Ethelbah v. Walker

225 P.3d 1082, 2009 WL 3789934
CourtAlaska Supreme Court
DecidedMarch 26, 2010
DocketS-12994, S-13013
StatusPublished
Cited by33 cases

This text of 225 P.3d 1082 (Ethelbah v. Walker) is published on Counsel Stack Legal Research, covering Alaska Supreme Court primary law. Counsel Stack provides free access to over 12 million legal documents including statutes, case law, regulations, and constitutions.

Bluebook
Ethelbah v. Walker, 225 P.3d 1082, 2009 WL 3789934 (Ala. 2010).

Opinion

OPINION

CARPENETI Justice.

I. INTRODUCTION

A husband appeals the property division in his divorce. He argues that the trial court erred in distributing a retirement survivor ship benefit by present value instead of by a qualified domestic relations order; in valuing a retirement health insurance benefit, an excavator machine, and two trucks; and in ordering recapture of marital income earned from his pension during the period of separation. The wife cross-appeals, arguing that the court erred in depriving her of the right to devise a pension survivorship benefit and in valuing a marital escrow account. We affirm the superior court's decision in all respects except its order that pension income paid to the husband during the separation period should be recaptured.

II. FACTS AND PROCEEDINGS

A. Facts

Lawrence Ethelbah and Mary Sue Walker married in Arizona in 1966. They divorced in October 2007. At the time of divorce, Lawrence was sixty-eight years old and Mary Sue was sixty-four. They had one adult son.
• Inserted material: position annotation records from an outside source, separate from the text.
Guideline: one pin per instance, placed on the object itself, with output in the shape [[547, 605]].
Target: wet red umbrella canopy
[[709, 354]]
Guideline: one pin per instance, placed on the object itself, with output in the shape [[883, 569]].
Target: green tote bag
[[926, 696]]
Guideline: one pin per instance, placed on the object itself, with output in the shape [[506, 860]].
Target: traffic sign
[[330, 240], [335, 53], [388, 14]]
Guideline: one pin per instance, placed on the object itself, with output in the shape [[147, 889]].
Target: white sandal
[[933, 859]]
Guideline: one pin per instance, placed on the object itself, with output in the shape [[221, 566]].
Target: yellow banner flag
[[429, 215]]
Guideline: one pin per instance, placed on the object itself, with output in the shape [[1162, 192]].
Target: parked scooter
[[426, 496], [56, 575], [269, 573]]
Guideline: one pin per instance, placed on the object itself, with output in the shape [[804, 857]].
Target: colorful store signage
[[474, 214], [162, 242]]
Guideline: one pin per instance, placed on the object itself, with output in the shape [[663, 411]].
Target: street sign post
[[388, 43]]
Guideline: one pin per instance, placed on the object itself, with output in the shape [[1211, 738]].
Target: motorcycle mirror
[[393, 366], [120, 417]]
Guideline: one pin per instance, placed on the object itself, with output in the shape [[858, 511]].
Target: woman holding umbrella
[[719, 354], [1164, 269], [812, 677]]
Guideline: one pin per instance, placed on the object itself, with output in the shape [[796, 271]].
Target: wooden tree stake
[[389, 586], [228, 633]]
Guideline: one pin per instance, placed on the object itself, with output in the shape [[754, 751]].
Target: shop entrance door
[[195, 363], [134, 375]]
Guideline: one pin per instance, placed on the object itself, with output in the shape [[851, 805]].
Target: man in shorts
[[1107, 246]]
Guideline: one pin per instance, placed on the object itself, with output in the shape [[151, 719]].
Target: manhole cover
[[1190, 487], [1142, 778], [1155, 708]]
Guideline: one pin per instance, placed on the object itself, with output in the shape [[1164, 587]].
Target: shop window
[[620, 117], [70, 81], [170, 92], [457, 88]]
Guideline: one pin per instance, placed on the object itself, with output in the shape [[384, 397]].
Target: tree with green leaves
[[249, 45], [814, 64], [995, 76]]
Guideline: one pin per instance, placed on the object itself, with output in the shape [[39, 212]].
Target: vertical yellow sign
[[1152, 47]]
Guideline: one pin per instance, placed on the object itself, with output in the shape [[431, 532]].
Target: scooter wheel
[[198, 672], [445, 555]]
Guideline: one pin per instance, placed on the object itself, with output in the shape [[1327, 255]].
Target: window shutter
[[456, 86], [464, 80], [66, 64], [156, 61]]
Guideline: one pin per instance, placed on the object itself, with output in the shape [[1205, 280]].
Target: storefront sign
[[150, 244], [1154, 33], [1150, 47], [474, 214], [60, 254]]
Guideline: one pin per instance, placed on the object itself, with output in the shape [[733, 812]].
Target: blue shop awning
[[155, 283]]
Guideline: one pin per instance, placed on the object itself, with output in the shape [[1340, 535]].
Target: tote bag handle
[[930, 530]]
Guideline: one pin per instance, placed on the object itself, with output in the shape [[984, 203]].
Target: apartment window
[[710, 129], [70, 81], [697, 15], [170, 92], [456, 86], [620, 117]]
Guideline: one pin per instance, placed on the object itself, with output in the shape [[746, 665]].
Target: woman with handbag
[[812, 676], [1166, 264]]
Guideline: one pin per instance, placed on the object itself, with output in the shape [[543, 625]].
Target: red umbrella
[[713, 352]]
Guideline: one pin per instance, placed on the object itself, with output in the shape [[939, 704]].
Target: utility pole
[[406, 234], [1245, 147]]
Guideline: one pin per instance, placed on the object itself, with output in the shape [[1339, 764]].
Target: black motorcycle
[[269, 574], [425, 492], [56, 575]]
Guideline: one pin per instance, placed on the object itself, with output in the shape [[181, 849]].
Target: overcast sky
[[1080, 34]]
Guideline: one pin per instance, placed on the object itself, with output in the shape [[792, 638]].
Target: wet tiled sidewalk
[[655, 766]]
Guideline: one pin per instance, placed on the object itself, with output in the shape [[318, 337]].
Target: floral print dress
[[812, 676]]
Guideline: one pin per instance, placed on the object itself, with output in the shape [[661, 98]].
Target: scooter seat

During the marriage, Mary Sue worked for the Alaska Department of Education and for Alaska school districts. Lawrence worked for the United States Bureau of Indian Affairs. Lawrence retired from the federal government in 1994 and Mary Sue retired from state service in 1998. The Ethelbahs lived summers in Alaska and winters in a home in Pinetop, Arizona on an Apache Indian reservation. During retirement, the parties started two businesses that bought, sold, and leased machinery. Mary Sue was the corporate officer of both corporations.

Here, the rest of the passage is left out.